Alex Henry Foster -- Lavender Sky

Alex Henry Foster & The Long Shadows debut "Lavender Sky" video

On June 19 Alex Henry Foster & The Long Shadows released their EP “Lavender Sky,” and today they’re releasing a new music video for the song “Lavender Sky” off their debut solo album “Windows in the Sky”. The song itself is gorgeous and cinematic and brings to my mind artists like Hammock and Asche & Spencer, with heaping helpings of Mogwai and Explosions in the Sky. The video itself is no less cinematic, having been gorgeously filmed in Iceland and featuring high floating landscape shots that are peppered with grainy (stretched) super 8mm film shots and bit of handheld shaky cam moments. The photography is pristine, and like the music goes from feeling grounded on earth to soaring high above our heads. Alex has more to say about the song below, but first watch here:

Alex says:


“I had the song’s title for quite a while before I started writing the initial lyrics. “Lavender Sky” is my own personal way to describe the absolutely magnificent display of variations in the purple and pink sky I was blessed to witness every single evening while living in Tangier. That sky was somehow reflecting an invitation to release my father by accepting his death and finally being able to mourn him, to make peace with whatever I have experienced in the past and admit to myself that no matter how complex of a lie I could believe, I’d never be able to move on with my life until I finally acknowledged the profound sadness I fed my existence and my loved ones with. That was the lyrical starting point of the song; acceptance.

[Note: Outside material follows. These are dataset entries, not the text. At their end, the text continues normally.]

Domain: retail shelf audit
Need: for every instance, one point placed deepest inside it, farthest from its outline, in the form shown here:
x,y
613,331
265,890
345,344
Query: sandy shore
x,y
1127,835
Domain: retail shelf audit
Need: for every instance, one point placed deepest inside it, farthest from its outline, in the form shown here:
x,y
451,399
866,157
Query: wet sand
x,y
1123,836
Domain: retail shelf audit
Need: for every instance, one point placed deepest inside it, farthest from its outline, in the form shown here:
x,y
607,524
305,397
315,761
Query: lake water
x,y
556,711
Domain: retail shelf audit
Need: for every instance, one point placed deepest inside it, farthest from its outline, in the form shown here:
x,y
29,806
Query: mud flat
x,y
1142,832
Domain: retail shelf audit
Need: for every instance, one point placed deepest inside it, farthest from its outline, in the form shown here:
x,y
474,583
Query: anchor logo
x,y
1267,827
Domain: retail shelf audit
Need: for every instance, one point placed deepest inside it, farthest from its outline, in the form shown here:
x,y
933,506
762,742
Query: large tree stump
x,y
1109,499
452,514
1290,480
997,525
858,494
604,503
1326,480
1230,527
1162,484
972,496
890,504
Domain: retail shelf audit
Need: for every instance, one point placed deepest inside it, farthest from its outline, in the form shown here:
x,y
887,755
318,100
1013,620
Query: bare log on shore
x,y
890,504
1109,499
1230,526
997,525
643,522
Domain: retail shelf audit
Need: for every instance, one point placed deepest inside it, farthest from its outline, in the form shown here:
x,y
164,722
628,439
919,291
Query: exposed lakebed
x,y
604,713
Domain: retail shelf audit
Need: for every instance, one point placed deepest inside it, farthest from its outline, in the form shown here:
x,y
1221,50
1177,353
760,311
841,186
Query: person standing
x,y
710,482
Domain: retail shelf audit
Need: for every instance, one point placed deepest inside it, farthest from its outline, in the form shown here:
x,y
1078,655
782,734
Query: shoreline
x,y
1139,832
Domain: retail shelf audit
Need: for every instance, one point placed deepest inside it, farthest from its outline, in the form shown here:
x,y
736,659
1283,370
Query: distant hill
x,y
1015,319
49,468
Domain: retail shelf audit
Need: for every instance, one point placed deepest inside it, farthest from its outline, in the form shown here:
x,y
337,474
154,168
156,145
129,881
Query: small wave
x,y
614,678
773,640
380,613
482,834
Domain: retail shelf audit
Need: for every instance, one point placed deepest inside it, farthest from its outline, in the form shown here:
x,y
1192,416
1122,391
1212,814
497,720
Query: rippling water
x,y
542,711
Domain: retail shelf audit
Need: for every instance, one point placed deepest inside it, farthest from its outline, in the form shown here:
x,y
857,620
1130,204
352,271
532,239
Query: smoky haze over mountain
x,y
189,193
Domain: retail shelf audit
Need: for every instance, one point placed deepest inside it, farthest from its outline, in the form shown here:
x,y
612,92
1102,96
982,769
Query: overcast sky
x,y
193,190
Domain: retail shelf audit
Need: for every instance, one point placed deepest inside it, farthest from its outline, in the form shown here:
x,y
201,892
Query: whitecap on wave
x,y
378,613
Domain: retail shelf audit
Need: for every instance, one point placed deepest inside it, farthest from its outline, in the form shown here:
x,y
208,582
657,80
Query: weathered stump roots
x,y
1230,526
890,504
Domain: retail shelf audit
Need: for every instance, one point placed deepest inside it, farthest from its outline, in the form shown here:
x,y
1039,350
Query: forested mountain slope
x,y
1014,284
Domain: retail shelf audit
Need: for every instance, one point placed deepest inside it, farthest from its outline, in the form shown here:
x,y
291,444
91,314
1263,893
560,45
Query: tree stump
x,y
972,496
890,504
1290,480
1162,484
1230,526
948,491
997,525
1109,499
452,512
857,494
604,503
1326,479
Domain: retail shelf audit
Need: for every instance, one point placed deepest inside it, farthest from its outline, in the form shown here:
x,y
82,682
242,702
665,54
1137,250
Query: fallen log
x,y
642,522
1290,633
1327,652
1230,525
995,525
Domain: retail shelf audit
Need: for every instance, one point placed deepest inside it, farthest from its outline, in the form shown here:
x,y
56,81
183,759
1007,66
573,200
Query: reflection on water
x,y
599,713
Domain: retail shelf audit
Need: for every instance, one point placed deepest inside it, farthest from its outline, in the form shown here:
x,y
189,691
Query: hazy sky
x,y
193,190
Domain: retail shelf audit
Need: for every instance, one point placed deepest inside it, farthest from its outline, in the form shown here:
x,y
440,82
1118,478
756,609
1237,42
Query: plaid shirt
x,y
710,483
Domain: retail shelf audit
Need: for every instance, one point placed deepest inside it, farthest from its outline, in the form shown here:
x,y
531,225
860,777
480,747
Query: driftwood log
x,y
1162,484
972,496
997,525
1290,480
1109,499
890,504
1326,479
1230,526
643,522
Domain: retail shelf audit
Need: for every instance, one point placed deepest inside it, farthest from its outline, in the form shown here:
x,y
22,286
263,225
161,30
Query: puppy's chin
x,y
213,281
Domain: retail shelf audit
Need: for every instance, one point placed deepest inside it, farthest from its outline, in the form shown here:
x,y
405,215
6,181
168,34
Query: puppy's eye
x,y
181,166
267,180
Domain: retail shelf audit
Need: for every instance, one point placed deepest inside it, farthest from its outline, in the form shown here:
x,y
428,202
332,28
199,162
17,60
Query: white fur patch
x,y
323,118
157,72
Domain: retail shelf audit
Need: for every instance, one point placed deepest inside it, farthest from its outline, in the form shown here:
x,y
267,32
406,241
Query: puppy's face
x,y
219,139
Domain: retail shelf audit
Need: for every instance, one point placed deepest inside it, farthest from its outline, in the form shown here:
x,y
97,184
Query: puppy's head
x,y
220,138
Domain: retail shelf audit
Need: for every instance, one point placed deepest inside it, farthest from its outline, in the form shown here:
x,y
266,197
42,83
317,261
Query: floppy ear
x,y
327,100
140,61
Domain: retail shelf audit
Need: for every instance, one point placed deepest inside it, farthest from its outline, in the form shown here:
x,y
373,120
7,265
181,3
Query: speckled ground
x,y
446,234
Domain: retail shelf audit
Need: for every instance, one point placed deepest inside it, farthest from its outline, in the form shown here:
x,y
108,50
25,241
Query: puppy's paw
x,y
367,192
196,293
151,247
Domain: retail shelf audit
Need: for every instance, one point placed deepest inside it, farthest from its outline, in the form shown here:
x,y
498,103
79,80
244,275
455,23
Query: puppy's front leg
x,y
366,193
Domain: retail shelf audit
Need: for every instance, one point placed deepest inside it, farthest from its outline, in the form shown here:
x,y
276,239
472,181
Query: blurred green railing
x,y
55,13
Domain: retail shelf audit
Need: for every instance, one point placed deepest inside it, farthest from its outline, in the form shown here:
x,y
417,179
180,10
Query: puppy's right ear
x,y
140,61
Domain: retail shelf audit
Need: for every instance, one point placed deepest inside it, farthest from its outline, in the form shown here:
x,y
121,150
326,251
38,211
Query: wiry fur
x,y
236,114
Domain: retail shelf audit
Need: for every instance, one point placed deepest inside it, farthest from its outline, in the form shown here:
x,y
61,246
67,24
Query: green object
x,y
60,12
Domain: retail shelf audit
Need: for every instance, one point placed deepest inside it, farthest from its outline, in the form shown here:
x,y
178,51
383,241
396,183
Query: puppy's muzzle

In retrospect, it may sound like quite a pessimistic song, a bleak way to look at the world, a violent admission of faithlessness… But while honesty doesn’t know cynicism and bitterness, I see “Lavender Sky” as the acceptance of things we don’t know and can’t control, as much as an admittance of our own fear is what makes us who we are and keeps us as human as the sky we keep longing for… From a stranger to another.” -Alex

About the video he told Canadian Musician Magazine:

“The reason why I was envisioning Iceland is because it’s a land of contrasts where there is kind of a magnitude and emotion that you can feel from the land, the ocean and the mountain so you can contemplate time and define what you wanna make out of it and I think it was representing the album in a very special way.”

Alex Henry Foster is also the frontman of Canadian band Your Favorite Enemies who you might have caught on tour with Trail of Dead. Alex more recently toured Europe with Trail of Dead, right before the pandemic hit.